In Consiglio direttivo abbiamo deciso di attuare ogni possibile iniziativa per capire perché non si è più saputo nulla. Tra l’altro pare siano stati stanziati dalla Regione Calabria ben 100mila euro che non sappiamo se sono mai giunti all’Università di Campobasso. Abbiamo deliberato di inviare una nota all’Università per capire qual è lo stato dell’arte. Allestire un’area museale dove inserire questi reperti ed eventualmente altri che potrebbero sopraggiungere, sarebbe un richiamo per i turisti e per tutti i cittadini. Ci troveremmo davanti a qualcosa che è al di fuori di ogni aspettativa. Infatti stiamo parlando di un manufatto di pietra realizzato circa 12mila anni fa». (francesca canino blogspot – l elefante fossile di cecita).
Il museo che non c’è
E i reperti rinvenuti sul lago Cecita?
«Di questi si sono perse le tracce. Intorno al 2002/03, un ricercatore dell’Università della Calabria e un gruppo di ragazzi hanno ritrovato alcuni reperti. Tra cui punte di lancia, ossidiana e altri oggetti che facevano capire che lì c’era stata una civiltà. La Soprintendenza era stata avvisata, vennero anche i Carabinieri del Nucleo Tutela Patrimonio Culturale e dissero che bisognava custodirli. Nell’area del Cupone abbiamo un piccolo museo che avrebbe potuto accogliere questi reperti, ma da allora non ho più saputo nulla».

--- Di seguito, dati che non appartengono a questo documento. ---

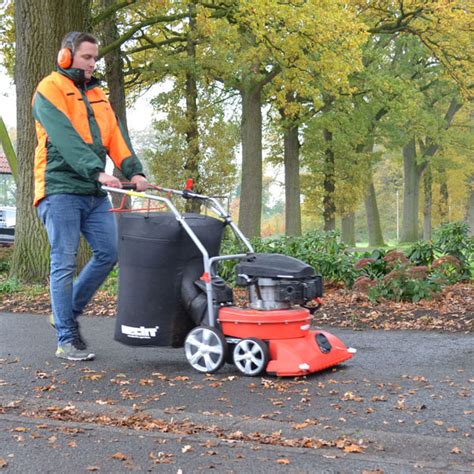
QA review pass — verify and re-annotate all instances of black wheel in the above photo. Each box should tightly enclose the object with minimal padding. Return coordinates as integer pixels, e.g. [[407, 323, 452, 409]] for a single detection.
[[233, 337, 270, 377], [184, 326, 227, 373]]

Sarebbe utile fare altre campagne di scavo?
«Non è facile, perché i resti dell’Elephas, così come probabilmente altri reperti, sono sott’acqua».
Dobbiamo allora sperare in una siccità?
«La siccità ci sarà, arriva ogni anno perché le acque del lago Cecita sono utilizzate per scopi idroelettrici. E quando c’è poco afflusso da parte dei torrenti il livello del lago scende per qualche mese per poi risalire. Ma soprattutto, non so l’Enel, proprietaria del Cecita, quanto possa gradire una eventuale proposta di non lasciare riempire l’invaso per favorire uno scavo archeologico».
C’è una realtà unica in Sila, la riserva dei Giganti di Fallistro, è abbastanza valorizzata?
«Dagli ultimi dati del Fai, che gestisce la riserva anche se il proprietario è il Parco, abbiamo appreso che i visitatori nell’ultima stagione sono stati molto numerosi. La cosa da fare non è tanto rivalutare l’area, quanto fare uno studio importante sui pini secolari di Fallistro. Stiamo per avviare un Protocollo di collaborazione con l’Università di Firenze per cercare di sapere, attraverso un’indagine scientifica sulla riserva, quante di queste piante potrebbero essere in pericolo di caduta e quanti anni ancora potranno restare in piedi. Il Protocollo sarà avviato nel corso del 2021. Aggiungo che anche l’Università di Amburgo si è mostrata interessata a questi studi».
Altro gioiello del Parco è la Colonia Silana, parliamone
«Ultimamente, il comune di Spezzano della Sila ha promesso che concederà al Parco in comodato la Colonia Silana (francesca canino blogspot – la colonia silana federici). Va assolutamente ristrutturata e per fare ciò servono dei fondi. Ogni anno, il ministero dell’Ambiente invia dei fondi ai Parchi. Io ho inteso destinarli a un progetto per ristrutturare la Colonia. Il ministero dovrebbe farci avere 3milioni di euro per recuperare la struttura e per creare qualcosa affinché non rimanga inutilizzata. Per questo motivo, abbiamo chiesto al Comune di Spezzano della Sila, nel cui territorio ricade la Colonia, di concederla a noi. Non abbiamo ancora firmato, ma questo non è un problema, siamo sicuri che il Comune ci concederà la Colonia in comodato. Vorremmo crearvi una Scuola di alta formazione ambientale, ci sono spazi molto grandi, questa sarebbe l’idea di base. Il Comune è ben disposto a concederla a noi, ora aspettiamo la risposta del ministero. Siamo fiduciosi».